Прошло несколько лет. Территории привыкли жить отдельно. Ветеранов гражданской войны в литературе подзабыли. Они все шумят но привычке о своем, об идеологическом, а новые и совсем новые литераторы не рекрутируются. Вежливенько так, выслушав ветеранские речи, отходят в сторонку. У них совсем другие цели и задачи. У них своя жизнь, жены, дети, они тоже хотят зацепиться, поймать удачу, стать знаменитыми. Они понимают, что время, когда идеологии завладевали массами, прошло, что былые тиражи давно стали миражами, что общество сегодня живет отдельно от литературы.
Имена. Фамилий в литературе все больше, имен все меньше. Выйди за дверь, спроси — кто такой Дмитриев Андрей? Вряд ли что-нибудь вразумительное услышишь — как и на «Нина Садур», «Вячеслав Пьецух», «Марина Палей», «Анатолий Королев». Не дадут ответа.
Именами остаются те, кто получил имя до всякой перестройки: Ахмадулина, Вознесенский, Битов, Искандер… Прибавились к ним совсем немногие. Увенчанный первым Букером Марк Харитонов мало известен даже в читающей среде. Знают Петрушевскую. А Улицкую — уже намного меньше. Знают Маканина, узнали Пелевина. Прибавлений — маловато.
Елена Боннэр в передаче «Герой дня» вообще отказала литературе последних лет в существовании, сравнив ее (к ее невыгоде) с Булгаковым и Платоновым. Это несправедливо. Не читая, не следя, мы выкидываем всю нешумную словесность, как мусор.
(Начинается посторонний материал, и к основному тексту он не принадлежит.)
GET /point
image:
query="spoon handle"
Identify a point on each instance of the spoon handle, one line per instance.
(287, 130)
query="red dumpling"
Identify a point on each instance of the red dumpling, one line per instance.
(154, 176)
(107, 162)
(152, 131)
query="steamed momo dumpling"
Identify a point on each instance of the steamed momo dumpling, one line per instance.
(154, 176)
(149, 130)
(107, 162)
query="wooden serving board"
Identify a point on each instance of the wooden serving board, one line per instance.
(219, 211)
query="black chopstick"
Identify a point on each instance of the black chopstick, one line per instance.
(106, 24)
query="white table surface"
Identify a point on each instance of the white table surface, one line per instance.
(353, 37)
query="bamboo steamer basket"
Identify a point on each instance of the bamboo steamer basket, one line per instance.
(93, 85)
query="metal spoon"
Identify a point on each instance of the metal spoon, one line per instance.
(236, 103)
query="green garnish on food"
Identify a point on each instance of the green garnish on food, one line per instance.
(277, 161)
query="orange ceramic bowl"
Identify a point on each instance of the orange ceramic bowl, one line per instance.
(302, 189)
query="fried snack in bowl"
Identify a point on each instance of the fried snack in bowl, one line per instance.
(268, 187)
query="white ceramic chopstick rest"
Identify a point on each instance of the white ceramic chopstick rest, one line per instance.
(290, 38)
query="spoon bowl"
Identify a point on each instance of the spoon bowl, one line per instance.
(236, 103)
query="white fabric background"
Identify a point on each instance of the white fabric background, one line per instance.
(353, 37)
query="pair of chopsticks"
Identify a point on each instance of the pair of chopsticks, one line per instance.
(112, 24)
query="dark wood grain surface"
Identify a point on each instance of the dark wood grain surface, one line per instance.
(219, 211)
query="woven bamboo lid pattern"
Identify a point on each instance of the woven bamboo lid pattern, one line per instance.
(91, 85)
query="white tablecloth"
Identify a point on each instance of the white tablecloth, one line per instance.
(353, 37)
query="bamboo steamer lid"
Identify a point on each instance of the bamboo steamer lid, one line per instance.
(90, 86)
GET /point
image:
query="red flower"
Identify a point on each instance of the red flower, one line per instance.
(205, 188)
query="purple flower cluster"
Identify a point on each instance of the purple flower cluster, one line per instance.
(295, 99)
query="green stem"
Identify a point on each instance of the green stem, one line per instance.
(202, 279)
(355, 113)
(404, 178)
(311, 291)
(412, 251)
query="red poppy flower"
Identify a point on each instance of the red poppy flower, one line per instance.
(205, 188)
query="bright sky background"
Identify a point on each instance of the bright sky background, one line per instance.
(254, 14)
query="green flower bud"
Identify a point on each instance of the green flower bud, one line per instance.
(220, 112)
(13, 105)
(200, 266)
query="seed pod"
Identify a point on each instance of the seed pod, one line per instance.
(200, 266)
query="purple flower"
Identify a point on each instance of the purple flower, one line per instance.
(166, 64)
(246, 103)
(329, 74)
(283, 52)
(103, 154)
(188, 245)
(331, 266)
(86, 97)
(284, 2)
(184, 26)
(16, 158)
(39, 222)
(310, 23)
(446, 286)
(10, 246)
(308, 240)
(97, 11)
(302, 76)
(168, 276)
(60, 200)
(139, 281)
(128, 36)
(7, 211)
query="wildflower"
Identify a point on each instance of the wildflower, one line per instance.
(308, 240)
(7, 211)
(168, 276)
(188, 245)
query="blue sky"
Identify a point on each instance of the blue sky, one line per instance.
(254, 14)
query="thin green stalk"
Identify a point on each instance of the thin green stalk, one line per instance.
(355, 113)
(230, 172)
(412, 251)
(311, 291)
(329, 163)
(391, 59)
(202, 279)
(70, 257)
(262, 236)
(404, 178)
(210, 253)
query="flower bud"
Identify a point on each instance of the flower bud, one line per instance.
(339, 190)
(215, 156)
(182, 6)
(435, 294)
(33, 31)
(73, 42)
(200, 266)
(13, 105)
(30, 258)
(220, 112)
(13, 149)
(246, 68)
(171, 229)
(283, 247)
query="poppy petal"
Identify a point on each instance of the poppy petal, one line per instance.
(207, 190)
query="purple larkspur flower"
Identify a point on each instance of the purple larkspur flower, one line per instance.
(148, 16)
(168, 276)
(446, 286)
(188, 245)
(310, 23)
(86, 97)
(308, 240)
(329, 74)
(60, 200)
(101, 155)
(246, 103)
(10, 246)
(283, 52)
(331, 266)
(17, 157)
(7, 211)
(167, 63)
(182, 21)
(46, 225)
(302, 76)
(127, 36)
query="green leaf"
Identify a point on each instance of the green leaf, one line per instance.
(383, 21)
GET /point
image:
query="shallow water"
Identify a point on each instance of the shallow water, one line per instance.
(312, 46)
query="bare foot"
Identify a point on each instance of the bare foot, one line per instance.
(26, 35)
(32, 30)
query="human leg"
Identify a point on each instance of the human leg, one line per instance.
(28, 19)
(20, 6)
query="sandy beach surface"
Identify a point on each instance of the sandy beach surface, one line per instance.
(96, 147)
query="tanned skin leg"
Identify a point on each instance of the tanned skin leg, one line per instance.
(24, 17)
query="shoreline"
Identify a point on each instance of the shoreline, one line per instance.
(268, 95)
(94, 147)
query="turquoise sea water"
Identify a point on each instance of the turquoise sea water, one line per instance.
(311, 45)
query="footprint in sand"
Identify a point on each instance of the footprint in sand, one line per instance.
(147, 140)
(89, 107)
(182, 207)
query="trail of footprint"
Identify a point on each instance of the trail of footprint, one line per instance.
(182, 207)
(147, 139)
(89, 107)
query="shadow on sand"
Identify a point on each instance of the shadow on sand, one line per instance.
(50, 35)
Между тем, литература, оставленная политиками в покое, продолжалась — и качество ее, не побоюсь сказать, сегодня выше предыдущего. Ремесло выше. И не только ремесло. В то время как «имена» либо топчутся на месте, либо деградируют, литература, изданная не очень известными или совсем неизвестными новыми писателями, пробует, движется, работает.
Литература — договаривает, используя открытия XX века.
Критика. Критика переболела всеми детскими болезнями — вместе со всей литературой. И даже больше, с высокой температурой. Была, можно сказать, на грани — в связи с падением влиятельности литературы. А потом усвоила, что если литературы не станет, то у критики все равно будет много работы но объяснению ее кончины. Так шутят критики.
Шутка шуткой, но критика в обозреваемый период, на мой взгляд, сделала почти невозможное: она стала интересней всей другой литературы. Она стала умней, разнообразней, темпераментней. Она ничего не испугалась. Она работала, не покладая рук, а постоянно держа их над клавиатурой компьютера. Она развила многообразные жанры, не чуралась рецензий из двух строк, смело шла в газету; вроде бы никого не учила, не просвещала, но упорно продолжала делать свое литературное дело.
Конечно, и она не избежала увлечения идеологией, публицистикой, пафосом; конечно, у критиков были проблемы, связанные с тем, что критики опять, как и в середине XIX века, стали публичными фигурами… Их (нас) стали знать в лицо. А это всегда не просто — у иных «темечко не выдержало», и они стали относиться к себе с титаническим самоуважением — и неуважением к «другому».